Howling Mexican gray wolves
Photo credit: Getty Images

As part of the federal wolf reintroduction project in New Mexico and Arizona, two Mexican gray wolves were recently released into the Apache-Sitgreaves National Forest in eastern Arizona. Biologists believe that the female is pregnant.

The female was taken into captivity in January in order to be paired with a more genetically diverse male who was born at the California Wolf Center in 2008 before being moved to the U.S. Fish and Wildlife Service’s (FWS) Wolf Management Facility in New Mexico, according to the Albuquerque Journal

The Mexican Wolf Interagency Field Team (IFT) comprised of FWS and the Arizona Game and Fish Department (AGFD) staff completed a “soft release” of the breeding pair. This means that the wolves will be confined within an enclosure until they chew through the fencing and self-release. 

“The release of this genetically diverse pair of Mexican wolves will help us build on our recent success of reaching a population milestone of more than 100 wolves in the American Southwest,” says Mike Rabe, nongame wildlife branch chief for AGFD. “The methods used for their release help ensure that these wolves acclimate and behave as wild wolves.”

Many ranchers within the reintroduction area oppose the release of the pair regardless of the fact that they are able to receive compensation, or “payments for wolf presence,” under the Mexican Wolf/Livestock Coexistence Plan that was established in 2014. Compensation under the Plan pays ranchers for three reasons: payments for wolf presence, funding for conflict avoidance measures, and funding for depredation compensation. Local hunters are also upset at the introduction of more wolves in Arizona.

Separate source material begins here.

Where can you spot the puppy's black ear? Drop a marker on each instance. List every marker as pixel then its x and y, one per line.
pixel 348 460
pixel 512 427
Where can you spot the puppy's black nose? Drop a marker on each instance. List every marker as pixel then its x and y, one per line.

To make sure the wolves will become acclimated to living in the wild, the IFT will provide supplemental food until they learn to catch and kill native prey like deer and elk on their own. Officials say that this will help anchor wolves to the area.

“Improving the genetics of the wild Mexican wolf population continues to be our priority,” says Benjamin Tuggle, Southwestern regional director of the FWS. “Together, this pair will improve the genetic profile of the current Mexican wolf population, ensuring long-term viability. The female has experience living in the wild, increasing the success rate for the pair’s survival.”

What will this mean for deer and elk hunting in this area?